In Poland, groups have organized themselves on the Internet (1). “Help for Ukraine” gathered more than 300,000 members on Facebook in a few days. There are thousands of advertisements: “In Zielonki/Krakow I can accommodate a woman with her baby in a room. I have a sofa, clothes, toys. I can take five people from Medyka border to Warsaw. I have child seats. “Or:” I am a midwife and I have a car, I can help pregnant women. »
→ REREAD. Ukraine crisis: Poland prepares for a massive influx of refugees
Agata Białas, from Warsaw, found on this group the ad for accommodation posted by Lily, mother of a 5-month-old girl from Lviv in Ukraine. Agata made a quick decision. “My brother-in-law went to the border to pick her up with her baby. A colleague offered him an apartment; she’s already moved in,” says Agata, who will take a few days off to help Lily with the paperwork.
“I’ll be back in five days”
Most refugees are women with children. The men stayed to fight. Sveta Pavlovytch left her village of Mstyszyn (western Ukraine) with Sacha, her 7-year-old son. “I cried all the time, I wanted to get out of the car and come back. My husband is in home defense. My parents didn’t want to leave,” says Sveta. She lives with a Polish woman, who offered her a place in her apartment.
Olga Sapryka left Ivano-Frankivsk (western Ukraine) with her two daughters (8 and 4) and her 34-year-old cousin. They fled after the latter, nine months pregnant, saw the bombardments through the window of the hospital where she had been for a few days. They now live in Krakow, with Olga’s sister. “The Poles helped us a lot,” says Olga, whose transport and reception were organized by NGOs in Krakow.
Crying in the night
The city has opened accommodation centers managed by the regional administration (Voivodship). At Hotel Felix, more than a hundred refugees with children (from 2 weeks to 18 years old) have already found shelter. “Sometimes the women ask us how long they can stay,” says Małgorzata Nowicka, at reception. “There are still at least a hundred places available. We have been preparing to welcome them for months. They receive three meals a day. Pediatricians, midwives, dentists can assist them if necessary, she says.

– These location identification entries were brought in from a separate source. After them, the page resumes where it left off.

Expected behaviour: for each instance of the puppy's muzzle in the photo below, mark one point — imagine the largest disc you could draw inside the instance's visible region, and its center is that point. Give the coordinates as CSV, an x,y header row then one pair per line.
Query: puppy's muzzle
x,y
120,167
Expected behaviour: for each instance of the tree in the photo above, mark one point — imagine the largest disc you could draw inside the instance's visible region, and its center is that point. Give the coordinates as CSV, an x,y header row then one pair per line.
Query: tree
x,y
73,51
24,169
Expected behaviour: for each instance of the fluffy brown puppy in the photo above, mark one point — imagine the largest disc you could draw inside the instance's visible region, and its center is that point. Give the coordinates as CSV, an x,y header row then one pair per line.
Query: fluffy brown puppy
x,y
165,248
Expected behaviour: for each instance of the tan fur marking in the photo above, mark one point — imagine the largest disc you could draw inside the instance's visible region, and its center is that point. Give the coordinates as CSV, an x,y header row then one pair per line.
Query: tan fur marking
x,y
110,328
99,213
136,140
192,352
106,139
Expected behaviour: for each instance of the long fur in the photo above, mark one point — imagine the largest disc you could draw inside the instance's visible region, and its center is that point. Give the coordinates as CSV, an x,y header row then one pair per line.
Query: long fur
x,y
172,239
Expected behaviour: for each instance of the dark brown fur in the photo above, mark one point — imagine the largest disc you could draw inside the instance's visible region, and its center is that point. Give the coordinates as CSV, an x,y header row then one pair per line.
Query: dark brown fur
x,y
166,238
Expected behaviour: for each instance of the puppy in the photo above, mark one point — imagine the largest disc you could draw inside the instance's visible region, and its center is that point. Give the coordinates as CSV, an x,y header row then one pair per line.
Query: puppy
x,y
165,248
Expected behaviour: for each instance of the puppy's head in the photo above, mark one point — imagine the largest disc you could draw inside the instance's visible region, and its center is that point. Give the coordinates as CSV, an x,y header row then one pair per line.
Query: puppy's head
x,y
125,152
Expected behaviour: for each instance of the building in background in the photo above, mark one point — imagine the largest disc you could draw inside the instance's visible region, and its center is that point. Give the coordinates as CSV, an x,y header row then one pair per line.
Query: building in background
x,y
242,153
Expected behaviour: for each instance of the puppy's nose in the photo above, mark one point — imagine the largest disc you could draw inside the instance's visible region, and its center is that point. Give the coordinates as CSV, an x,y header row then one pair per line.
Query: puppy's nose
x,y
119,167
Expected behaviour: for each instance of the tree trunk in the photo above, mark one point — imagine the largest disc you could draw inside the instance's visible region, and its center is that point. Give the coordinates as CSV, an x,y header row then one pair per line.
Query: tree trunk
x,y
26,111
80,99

Thanks to the collections, we were able to give them food products, nappies and medicines. »
Refugees can also benefit from free public medical care. “The NFZ (National Health Insurance Fund) will pay for them. And we have enough staff and space,” says Anna Górska, spokeswoman for Żeromski Hospital in Krakow.
In this city where more than 100,000 Ukrainians live, there is no shortage of such symbolic support. Last Sunday, a few thousand of them marched in the streets against the Russian invasion with Poles, Belarusians and even some Russians at their side.
Humanitarian aid for Ukrainians
United States announced on Sunday February 27 that they would provide $54 million in humanitarian aid to Kyiv.
France sent 33 tonnes of humanitarian aid to Poland. More than 30 tons of material must leave for Moldova.
Israel will provide 100 tons of humanitarian material.
Italy paid 110 million euros in aid to the Ukrainian government.
Spain will send 20 tonnes of aid to Ukraine, mainly medical equipment and defensive equipment.
The Netherlands announced 20 million euros in humanitarian aid.